Migrating from sql server to Oracle varchar length issues
What is your database character set
SELECT parameter, value FROM v$nls_parameters WHERE parameter LIKE '%CHARACTERSET'
Assuming that your database character set is AL32UTF8, each character could require up to 4 bytes of storage (though almost every useful character can be represented with at most 3 bytes of storage). So you could declare your column as VARCHAR2(1020)
to ensure that you have enough space.
You could also simply use character length semantics. If you declare your column VARCHAR2(255 CHAR)
, you'll allocate space for 255 characters regardless of the amount of space that requires. If you change the NLS_LENGTH_SEMANTICS
initialization parameter from the default BYTE to CHAR, you'll change the default so that VARCHAR2(255)
is interpreted as VARCHAR2(255 CHAR)
rather than VARCHAR2(255 BYTE)
. Note that the 4000-byte limit on a VARCHAR2
remains even if you are using character length semantics.
If your data contains line breaks, do you need the TRAILING NULLCOLS
parameter? That implies that sometimes columns may be omitted from the end of a logical row. If you combine columns that may be omitted with columns that contain line breaks and data that is not enclosed by at least an optional enclosure character, it's not obvious to me how you would begin to identify where a logical row ended and where it began. If you don't actually need the TRAILING NULLCOLS
parameter, you should be able to use the CONTINUEIF parameter to combine multiple physical rows into a single logical row.
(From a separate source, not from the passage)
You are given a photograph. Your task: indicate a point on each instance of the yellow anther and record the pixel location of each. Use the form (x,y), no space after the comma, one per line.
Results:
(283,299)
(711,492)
If you can change the data file format, I'd strongly suggest adding an optional enclosure character.
The bytes used by an NVARCHAR
field is equal to two times the number of characters plus two (see http://msdn.microsoft.com/en-us/library/ms186939.aspx), so if you make your VARCHAR
field 512 you may be OK. There's also some indication that some character sets use 4 bytes per character, but I've found no indication that Hebrew is one of these character sets.